Сам Андрей знал, что такое страх, как всякий мужчина, пришедший с войны. Те, что не знали, — так на той войне и остались. Знал он также, какое нужно усилие, чтобы выйти с обнаженной шпагой перед колонной своих мушкетеров, в виду у неприятеля. Чтобы Граве отринул смирение и помог найти вымогателей, он должен был вырастить в своей душе из макового зернышка целый куст доблести. Вот если бы только закинуть ему в душу это самое зернышко!

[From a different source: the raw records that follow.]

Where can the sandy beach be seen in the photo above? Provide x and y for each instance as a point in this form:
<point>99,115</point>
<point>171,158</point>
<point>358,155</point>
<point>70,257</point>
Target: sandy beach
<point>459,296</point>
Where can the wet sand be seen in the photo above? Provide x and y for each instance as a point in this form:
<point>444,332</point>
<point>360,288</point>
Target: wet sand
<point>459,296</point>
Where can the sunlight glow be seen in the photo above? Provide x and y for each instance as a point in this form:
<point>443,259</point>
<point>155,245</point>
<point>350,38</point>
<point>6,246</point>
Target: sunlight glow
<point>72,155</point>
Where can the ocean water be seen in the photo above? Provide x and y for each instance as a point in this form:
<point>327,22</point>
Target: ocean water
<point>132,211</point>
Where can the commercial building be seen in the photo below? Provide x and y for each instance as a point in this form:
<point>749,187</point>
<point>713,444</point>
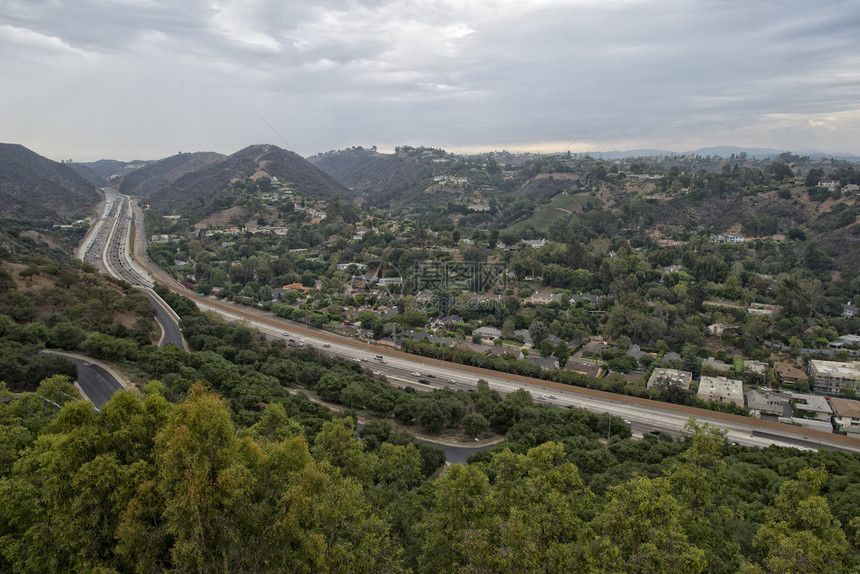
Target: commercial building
<point>846,413</point>
<point>666,378</point>
<point>832,377</point>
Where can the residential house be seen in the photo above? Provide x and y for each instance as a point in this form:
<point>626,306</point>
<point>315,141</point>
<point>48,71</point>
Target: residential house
<point>756,367</point>
<point>491,333</point>
<point>832,377</point>
<point>298,287</point>
<point>543,298</point>
<point>665,378</point>
<point>535,242</point>
<point>721,390</point>
<point>846,413</point>
<point>587,369</point>
<point>545,363</point>
<point>635,351</point>
<point>727,238</point>
<point>586,298</point>
<point>761,309</point>
<point>811,407</point>
<point>718,366</point>
<point>788,374</point>
<point>768,403</point>
<point>717,329</point>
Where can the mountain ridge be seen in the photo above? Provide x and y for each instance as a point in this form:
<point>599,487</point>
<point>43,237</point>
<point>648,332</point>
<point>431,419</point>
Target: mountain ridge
<point>35,187</point>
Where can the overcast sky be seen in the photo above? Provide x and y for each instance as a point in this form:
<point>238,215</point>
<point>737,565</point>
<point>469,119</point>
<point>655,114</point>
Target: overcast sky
<point>144,79</point>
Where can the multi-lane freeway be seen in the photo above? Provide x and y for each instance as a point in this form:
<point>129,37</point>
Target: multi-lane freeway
<point>117,241</point>
<point>108,245</point>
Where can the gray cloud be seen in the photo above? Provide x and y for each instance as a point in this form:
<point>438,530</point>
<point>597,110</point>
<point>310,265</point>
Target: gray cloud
<point>145,78</point>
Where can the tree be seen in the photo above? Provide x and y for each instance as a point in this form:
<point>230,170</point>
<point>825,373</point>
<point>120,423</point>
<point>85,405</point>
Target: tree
<point>799,533</point>
<point>562,353</point>
<point>538,332</point>
<point>641,530</point>
<point>546,348</point>
<point>475,424</point>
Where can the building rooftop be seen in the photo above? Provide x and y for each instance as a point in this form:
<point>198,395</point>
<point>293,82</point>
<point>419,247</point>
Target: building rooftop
<point>665,378</point>
<point>845,408</point>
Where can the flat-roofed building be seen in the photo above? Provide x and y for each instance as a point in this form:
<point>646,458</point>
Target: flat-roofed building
<point>721,390</point>
<point>846,413</point>
<point>768,403</point>
<point>832,377</point>
<point>667,378</point>
<point>812,407</point>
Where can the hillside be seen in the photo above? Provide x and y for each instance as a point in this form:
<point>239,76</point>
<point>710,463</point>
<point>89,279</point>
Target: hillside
<point>34,187</point>
<point>151,178</point>
<point>206,190</point>
<point>377,173</point>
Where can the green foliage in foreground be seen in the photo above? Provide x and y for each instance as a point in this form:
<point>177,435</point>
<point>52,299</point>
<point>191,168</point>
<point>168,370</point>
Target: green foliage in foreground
<point>149,486</point>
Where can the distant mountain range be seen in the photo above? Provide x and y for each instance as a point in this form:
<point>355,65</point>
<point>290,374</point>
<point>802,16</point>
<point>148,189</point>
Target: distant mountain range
<point>718,151</point>
<point>385,174</point>
<point>36,188</point>
<point>199,182</point>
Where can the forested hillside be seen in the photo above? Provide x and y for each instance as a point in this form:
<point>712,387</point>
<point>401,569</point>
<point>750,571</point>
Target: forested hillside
<point>36,188</point>
<point>210,187</point>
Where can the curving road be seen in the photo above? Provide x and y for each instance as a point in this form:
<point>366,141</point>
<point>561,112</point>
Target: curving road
<point>402,369</point>
<point>108,246</point>
<point>96,382</point>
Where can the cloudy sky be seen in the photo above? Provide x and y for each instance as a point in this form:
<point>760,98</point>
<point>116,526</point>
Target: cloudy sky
<point>127,79</point>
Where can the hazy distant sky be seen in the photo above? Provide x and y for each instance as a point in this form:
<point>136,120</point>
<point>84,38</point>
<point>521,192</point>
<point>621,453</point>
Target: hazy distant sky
<point>126,79</point>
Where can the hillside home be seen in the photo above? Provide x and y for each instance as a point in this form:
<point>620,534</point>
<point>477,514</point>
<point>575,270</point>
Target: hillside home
<point>832,377</point>
<point>491,333</point>
<point>543,298</point>
<point>721,390</point>
<point>666,378</point>
<point>811,407</point>
<point>768,403</point>
<point>846,413</point>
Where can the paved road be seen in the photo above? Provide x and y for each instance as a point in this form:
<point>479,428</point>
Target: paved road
<point>398,368</point>
<point>108,245</point>
<point>170,333</point>
<point>96,382</point>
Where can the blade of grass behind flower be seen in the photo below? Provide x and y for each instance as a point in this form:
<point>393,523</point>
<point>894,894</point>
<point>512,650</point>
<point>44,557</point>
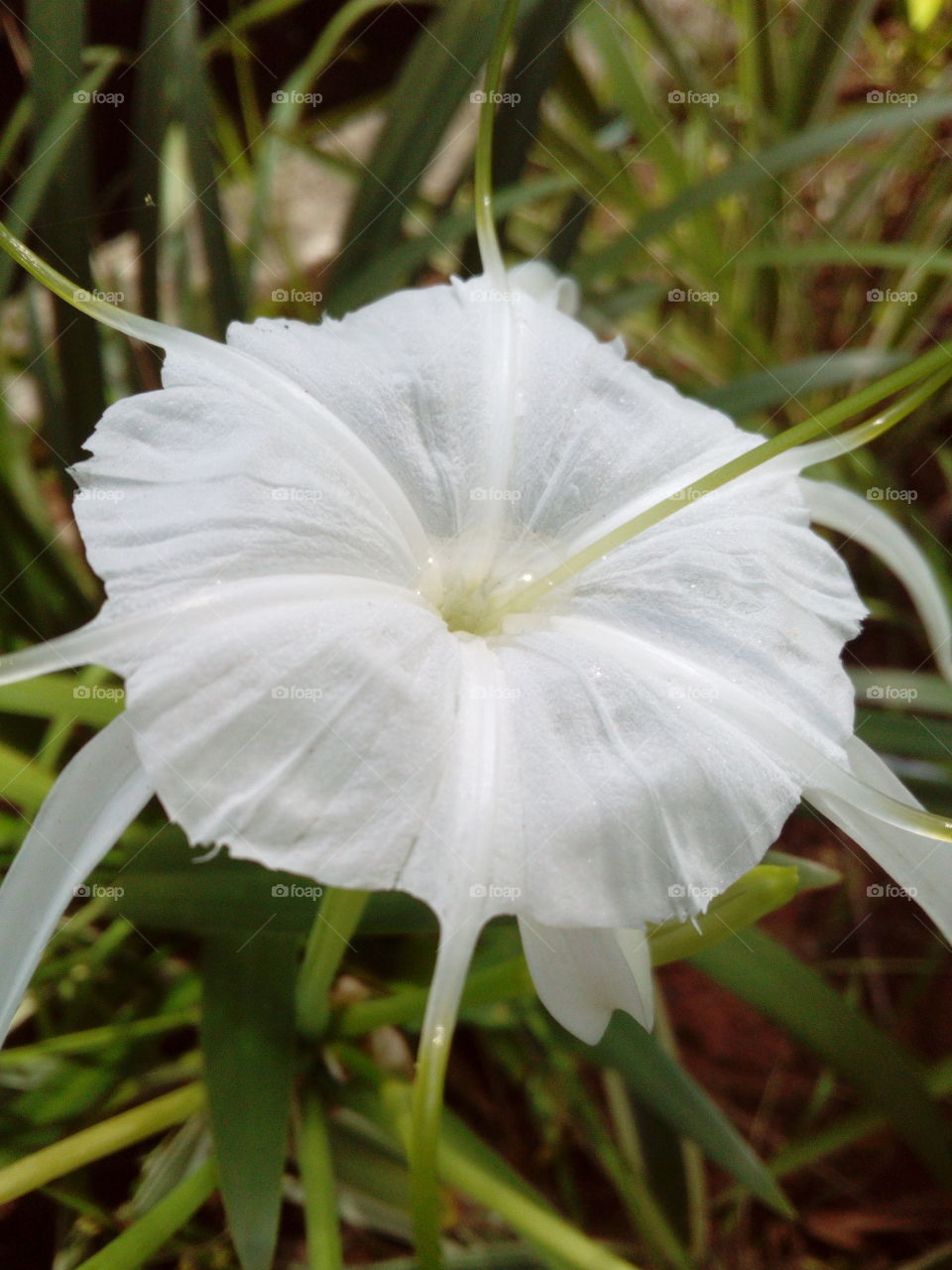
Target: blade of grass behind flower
<point>145,1237</point>
<point>248,1040</point>
<point>860,125</point>
<point>56,37</point>
<point>660,1083</point>
<point>154,76</point>
<point>440,68</point>
<point>779,384</point>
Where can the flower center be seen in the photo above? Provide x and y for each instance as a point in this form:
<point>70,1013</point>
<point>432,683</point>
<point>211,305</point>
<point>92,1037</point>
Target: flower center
<point>472,579</point>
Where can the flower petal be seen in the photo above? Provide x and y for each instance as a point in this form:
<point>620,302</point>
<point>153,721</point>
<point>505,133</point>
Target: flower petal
<point>865,522</point>
<point>923,867</point>
<point>122,642</point>
<point>584,975</point>
<point>98,794</point>
<point>639,801</point>
<point>480,402</point>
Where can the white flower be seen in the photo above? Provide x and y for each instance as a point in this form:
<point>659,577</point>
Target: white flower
<point>322,549</point>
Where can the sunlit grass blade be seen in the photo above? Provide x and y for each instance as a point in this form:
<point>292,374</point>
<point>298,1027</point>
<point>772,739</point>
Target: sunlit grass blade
<point>148,1236</point>
<point>864,125</point>
<point>100,1139</point>
<point>772,979</point>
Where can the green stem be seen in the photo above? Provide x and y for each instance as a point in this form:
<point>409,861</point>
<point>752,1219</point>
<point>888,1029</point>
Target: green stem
<point>100,1139</point>
<point>144,1238</point>
<point>316,1165</point>
<point>486,238</point>
<point>335,922</point>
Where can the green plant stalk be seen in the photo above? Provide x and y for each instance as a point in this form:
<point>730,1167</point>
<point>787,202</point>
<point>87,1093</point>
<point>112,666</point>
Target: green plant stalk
<point>316,1165</point>
<point>486,238</point>
<point>98,1038</point>
<point>760,892</point>
<point>546,1230</point>
<point>803,432</point>
<point>100,1139</point>
<point>335,922</point>
<point>146,1236</point>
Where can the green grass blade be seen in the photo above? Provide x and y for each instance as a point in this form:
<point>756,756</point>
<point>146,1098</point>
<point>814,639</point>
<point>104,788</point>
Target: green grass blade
<point>769,976</point>
<point>440,68</point>
<point>248,1040</point>
<point>56,35</point>
<point>658,1082</point>
<point>145,1237</point>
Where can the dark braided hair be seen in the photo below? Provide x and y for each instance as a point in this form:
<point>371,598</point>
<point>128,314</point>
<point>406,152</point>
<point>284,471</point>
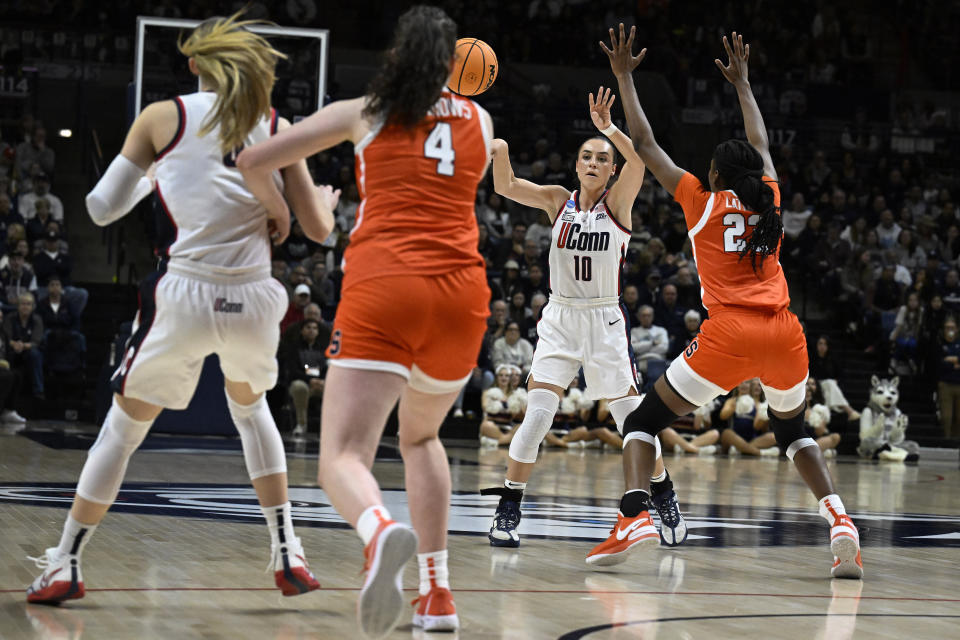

Граве приказал Эрнесту сварить крепкий кофей. К больной даме он уже безнадежно опоздал — и послал ей лживую записку о мнимой хворобе. Выпив кофея с настоящим немецким вишневым штруделем (кухня у доктора, была, разумеется, заведена на немецкий лад), Граве с Эрнестом разбудили Валера, для которого нарочно оставили и чашку кофея, и кусок штруделя. Потом втроем они поехали в Казанский собор.